Stephan Roche, ICREA and ICN2
Stephan Roche is an ICREA Research Professor working at the Catalan Institute of Nanoscience and Nanotechnology (ICN2) and at the Barcelona Institute of Science and Technology (BIST). He leads the 'Theoretical and Computational Nanoscience' group which focuses on the understanding of quantum transport phenomena from the molecular to the mesoscopic scales with particular focus on spin dynamics in Topological (and Dirac) Matter. In 2009, he was awarded the prestigious Friedrich Wilhelm Bessel prize from the Alexander von Humboldt Foundation (Germany). He serves as deputy leader of the Spintronics workpackage in the Graphene Flagship consortium.

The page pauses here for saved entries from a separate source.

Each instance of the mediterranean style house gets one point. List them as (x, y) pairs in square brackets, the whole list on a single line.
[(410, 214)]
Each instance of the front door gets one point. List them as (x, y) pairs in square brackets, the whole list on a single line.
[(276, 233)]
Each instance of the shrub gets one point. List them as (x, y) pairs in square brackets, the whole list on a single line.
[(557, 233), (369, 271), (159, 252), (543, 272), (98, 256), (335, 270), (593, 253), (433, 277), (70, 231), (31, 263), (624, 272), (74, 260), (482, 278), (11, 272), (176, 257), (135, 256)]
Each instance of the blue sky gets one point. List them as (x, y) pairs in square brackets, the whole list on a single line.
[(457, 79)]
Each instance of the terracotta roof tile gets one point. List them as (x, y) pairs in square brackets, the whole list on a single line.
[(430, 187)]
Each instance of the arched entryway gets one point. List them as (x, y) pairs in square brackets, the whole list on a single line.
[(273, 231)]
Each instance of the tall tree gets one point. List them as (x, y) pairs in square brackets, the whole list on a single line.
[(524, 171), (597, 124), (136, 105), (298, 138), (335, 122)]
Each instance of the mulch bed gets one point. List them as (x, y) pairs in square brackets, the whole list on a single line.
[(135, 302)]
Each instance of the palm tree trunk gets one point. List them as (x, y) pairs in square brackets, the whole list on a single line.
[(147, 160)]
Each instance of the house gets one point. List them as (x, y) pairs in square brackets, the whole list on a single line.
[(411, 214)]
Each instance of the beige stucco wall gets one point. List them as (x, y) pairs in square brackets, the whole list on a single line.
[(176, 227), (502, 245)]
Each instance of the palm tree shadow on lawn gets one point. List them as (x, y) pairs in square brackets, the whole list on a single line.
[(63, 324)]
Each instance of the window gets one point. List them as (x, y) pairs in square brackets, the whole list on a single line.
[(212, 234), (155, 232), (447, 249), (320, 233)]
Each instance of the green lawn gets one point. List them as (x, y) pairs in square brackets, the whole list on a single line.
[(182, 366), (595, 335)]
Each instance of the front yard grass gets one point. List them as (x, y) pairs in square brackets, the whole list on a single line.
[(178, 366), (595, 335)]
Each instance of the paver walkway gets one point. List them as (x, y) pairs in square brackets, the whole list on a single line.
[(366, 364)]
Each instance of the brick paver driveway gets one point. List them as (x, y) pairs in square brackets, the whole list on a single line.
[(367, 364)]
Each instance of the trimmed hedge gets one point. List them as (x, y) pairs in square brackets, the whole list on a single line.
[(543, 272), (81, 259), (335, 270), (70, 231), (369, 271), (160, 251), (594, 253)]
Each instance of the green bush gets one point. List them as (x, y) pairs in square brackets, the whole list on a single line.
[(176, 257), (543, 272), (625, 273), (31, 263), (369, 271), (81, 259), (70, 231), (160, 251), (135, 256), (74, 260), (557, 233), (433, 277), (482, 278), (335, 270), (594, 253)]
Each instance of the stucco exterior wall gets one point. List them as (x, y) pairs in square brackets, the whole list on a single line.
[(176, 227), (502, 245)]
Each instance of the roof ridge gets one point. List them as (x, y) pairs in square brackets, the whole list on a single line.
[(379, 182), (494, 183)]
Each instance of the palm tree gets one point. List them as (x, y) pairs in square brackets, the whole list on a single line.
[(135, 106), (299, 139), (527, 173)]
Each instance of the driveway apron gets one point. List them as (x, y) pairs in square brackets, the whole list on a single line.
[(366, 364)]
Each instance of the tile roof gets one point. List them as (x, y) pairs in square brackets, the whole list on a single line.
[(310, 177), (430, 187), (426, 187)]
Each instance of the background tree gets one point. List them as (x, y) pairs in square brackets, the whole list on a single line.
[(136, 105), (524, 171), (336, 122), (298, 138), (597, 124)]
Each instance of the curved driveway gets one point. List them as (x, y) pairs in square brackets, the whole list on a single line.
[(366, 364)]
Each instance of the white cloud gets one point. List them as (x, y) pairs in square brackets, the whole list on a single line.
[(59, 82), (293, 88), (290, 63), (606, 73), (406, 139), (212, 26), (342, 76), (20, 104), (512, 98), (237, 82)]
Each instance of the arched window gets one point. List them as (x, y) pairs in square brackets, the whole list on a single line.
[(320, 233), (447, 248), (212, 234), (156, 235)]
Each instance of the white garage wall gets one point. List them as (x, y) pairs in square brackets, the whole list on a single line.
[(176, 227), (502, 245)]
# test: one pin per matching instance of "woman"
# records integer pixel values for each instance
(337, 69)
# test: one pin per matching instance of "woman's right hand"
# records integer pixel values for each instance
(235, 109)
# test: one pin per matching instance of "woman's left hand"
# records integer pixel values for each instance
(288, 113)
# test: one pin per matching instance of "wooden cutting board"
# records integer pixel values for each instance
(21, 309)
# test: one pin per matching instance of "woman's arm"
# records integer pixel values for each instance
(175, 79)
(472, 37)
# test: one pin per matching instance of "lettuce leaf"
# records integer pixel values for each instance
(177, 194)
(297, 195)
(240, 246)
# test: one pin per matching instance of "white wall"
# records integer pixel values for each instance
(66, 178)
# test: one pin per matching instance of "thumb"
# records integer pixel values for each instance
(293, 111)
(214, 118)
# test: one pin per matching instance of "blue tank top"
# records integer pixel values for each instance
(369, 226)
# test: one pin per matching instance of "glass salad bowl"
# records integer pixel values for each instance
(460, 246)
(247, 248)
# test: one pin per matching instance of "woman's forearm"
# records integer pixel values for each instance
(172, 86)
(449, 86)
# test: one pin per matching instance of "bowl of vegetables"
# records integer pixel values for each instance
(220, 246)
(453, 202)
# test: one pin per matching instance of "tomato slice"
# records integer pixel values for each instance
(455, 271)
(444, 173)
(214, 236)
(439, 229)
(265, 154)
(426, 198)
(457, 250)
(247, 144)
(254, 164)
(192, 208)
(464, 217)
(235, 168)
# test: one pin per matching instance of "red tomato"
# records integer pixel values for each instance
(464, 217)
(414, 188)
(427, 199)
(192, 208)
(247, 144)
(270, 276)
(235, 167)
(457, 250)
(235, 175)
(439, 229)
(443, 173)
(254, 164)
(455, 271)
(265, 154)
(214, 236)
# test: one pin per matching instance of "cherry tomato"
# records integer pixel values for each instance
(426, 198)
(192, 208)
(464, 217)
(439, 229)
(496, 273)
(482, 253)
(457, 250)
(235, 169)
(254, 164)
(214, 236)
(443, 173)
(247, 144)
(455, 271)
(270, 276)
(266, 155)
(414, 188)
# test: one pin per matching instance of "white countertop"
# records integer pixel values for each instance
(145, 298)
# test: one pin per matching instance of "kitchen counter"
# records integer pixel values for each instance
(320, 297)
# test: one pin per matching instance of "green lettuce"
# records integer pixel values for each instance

Jean-Christophe Charlier, Université Catholique de Louvain, Belgium
Jean-Christophe Charlier is Full Professor at the Ecole Polytechnique de Louvain and Senior Researcher at the Institute of Condensed Matter and Nanosciences of the University of Louvain (UCLouvain) in Belgium. His main scientific interests are centred on theoretical condensed matter physics and nanosciences, covering the areas of: electronic, structural, dynamical properties and quantum transport in nanostructures using first-principles theories and computational physics. In 2016, he was awarded the chair of 'Francqui Research Professor' at UCLouvain from the Francqui-Stichting Foundation (Belgium).